Not everyone, of course, agrees on the need for change. Even within the Tarrant County courthouse, opinion is divided. Jay Lapham, chief of the Crimes Against Children unit in the Tarrant County district attorney’s office, has prosecuted molesters for the last five years.
Lapham said he began to realize how many people don’t tell about having been molested when he started trying to pick juries. When prosecutors routinely ask prospective jurors whether they know anyone who was sexually abused, he said, it’s not uncommon to see hands raised all over the room. “After you’ve gone through enough of those, you realize how many people don’t tell,’’ Lapham said.
“In a sexual abuse case, nobody’s going to know but the child and the defendant. They may feel ashamed or embarrassed and not come forward,” he said. “I don’t think it’s an unreasonable request’’ to do away with the limitation. The DA’s office backed efforts to expand the statute to its current limit, he said.

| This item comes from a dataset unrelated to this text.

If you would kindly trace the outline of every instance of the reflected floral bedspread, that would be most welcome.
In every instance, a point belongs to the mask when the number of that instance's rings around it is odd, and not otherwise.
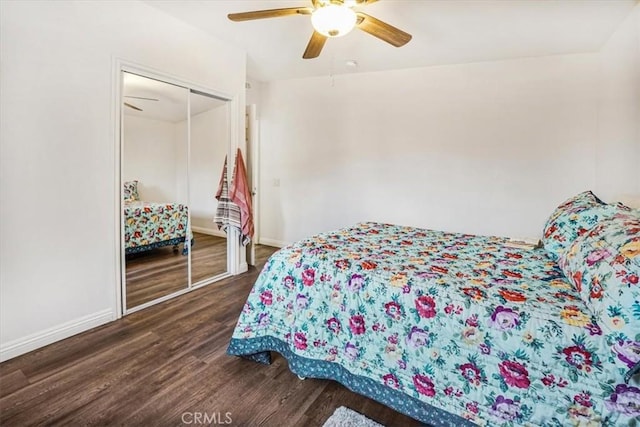
[[[188,208],[179,203],[135,201],[125,203],[126,253],[141,252],[185,241]]]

The complaint against Norris is being investigated by Tarrant County Sheriff Dee Anderson’s office. Anderson said he sees no need to change the law. Victims who wait long periods of time before notifying police about being abused make “working and prosecuting a case extremely difficult,’’ Anderson said. “Someone who went 10 years — there’s a reason they didn’t come forward.’’
Whatever the disagreement may be among Tarrant County officials, no one has seriously suggested that the limitation be made more restrictive — as one state lawmaker had proposed until his office was questioned about a pending bill this week by Fort Worth Weekly.
State Rep. Miguel Wise of Weslaco introduced legislation that would narrow the window of prosecution from 10 years after a victim’s 18th birthday to 10 years after a victim’s 16th birthday. An analysis of the bill prepared by his staff claimed the rollback would actually “strengthen current law in Texas.’’ Questioned about the proposal, a staff member said the bill was based on misinformation and would be withdrawn.
“His intention was not to make it shorter,’’ she said. “He was trying to strengthen it but someone has strengthened it more.’’ The staffer said Wise had decided to withdraw the bill but would be open to discussing the possibility of eliminating the statute altogether. “I’m sure he would be willing to discuss ... those issues,” she said.
Two other men who allege they were long ago abused by Norris said this week that they, too, favor changes in the law that would allow the prosecution of old complaints.
One man, now in his 30s, paused from writing a statement to investigators this week to express his anger: “They said ‘statute of limitations,’ I almost hit them.”